Q - Did you have any inkling that a different sound was about to overtake the music business? Did you hear about Kurt Cobain and Nirvana? Did you hear about Soundgarden or Alice In Chains? Did you hear about those groups?

A - Yeah. Some of 'em I liked. Some of 'em I didn't like, but I get why they were successful.

Q - The other guys could see that as well?

A - Oh, yeah. Some of the bands I heard I really liked. I thought they took it in a good direction.

Q - They really pared it down, didn't they?

A - Yeah. I think a lot of the bands in the '80s were over produced and they kind of stripped it down to basics I would say.

Q - I was referring to more of the stage productions. There didn't seem to be a lot of props to go along with the music.

A - I've always been a fan of more, not less. I think the theatrics of Rock 'n' Roll are really a lot of fun and part of the whole excitement.

Q - In 1984, Triumph changed record labels. You went from RCA to MCA. What could MCA do for the group that RCA couldn't do?

A - I'm not sure I know how to answer that. We had a kind of a falling out with RCA. Irving Irving Azoff, who was the President of of MCA at the time, was a big believer in Triumph. It just sounded like a change that needed to happen, one way or the other. It's hard to go back and re-live those moments, but I guess we just wanted a fresh start.

Q - Who wrote "Lay It On The Line" and how long did it take to write that song?

A - Rik wrote it himself. All Mike and I really did was kind of just help with the arrangement of the instruments and obviously playing on the record. Rik did that one from soup to nuts. I don't know how long it took him to write it, but it was a complete idea. He brought it to the band. It was a complete idea. It was like he had it all worked out.

Q - Now, how did the band avoid the pitfalls that other groups always seem to find themselves in? I'm taking drug addiction.

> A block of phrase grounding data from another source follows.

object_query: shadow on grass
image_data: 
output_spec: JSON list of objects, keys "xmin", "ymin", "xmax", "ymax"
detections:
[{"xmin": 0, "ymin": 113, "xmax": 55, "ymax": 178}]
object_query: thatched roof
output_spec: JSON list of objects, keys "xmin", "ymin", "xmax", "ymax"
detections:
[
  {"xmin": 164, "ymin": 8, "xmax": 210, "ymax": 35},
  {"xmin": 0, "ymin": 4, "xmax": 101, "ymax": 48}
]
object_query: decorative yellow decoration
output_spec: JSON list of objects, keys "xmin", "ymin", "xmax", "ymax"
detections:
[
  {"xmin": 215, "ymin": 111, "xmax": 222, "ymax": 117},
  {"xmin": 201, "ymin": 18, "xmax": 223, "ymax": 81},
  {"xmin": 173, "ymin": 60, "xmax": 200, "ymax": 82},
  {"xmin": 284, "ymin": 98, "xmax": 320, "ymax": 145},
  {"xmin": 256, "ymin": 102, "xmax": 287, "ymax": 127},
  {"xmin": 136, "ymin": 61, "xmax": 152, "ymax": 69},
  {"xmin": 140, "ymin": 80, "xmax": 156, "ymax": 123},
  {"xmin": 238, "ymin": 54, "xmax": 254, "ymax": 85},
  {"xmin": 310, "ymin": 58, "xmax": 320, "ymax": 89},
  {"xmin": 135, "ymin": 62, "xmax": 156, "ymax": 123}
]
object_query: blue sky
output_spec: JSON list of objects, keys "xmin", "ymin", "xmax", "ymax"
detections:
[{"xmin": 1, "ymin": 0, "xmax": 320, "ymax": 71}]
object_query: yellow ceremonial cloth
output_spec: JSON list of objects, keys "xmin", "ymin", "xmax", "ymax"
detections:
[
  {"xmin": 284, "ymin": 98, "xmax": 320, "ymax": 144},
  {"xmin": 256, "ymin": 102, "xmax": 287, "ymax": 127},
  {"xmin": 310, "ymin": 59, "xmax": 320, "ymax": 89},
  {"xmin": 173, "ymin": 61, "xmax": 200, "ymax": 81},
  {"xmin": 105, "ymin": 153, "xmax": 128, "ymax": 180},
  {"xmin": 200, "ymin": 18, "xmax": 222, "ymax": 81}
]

A - I kind of grew up playing hockey and baseball. The job was so physical for me, singing and playing drums at the same time. I didn't have an option of being some woofed out guy. I just watched the Motley Crue thing and I don't know how they did it. I really don't. They had some horrible scenes in music with those guys cranking up drugs. I don't know how they survived it or even if they will in the long term. It just wasn't our scene. Rik was an athlete too. We treated it like a job. We treated it like a game and you had to be ready to play the big game. That's how we treated it. More like a sports team I guess.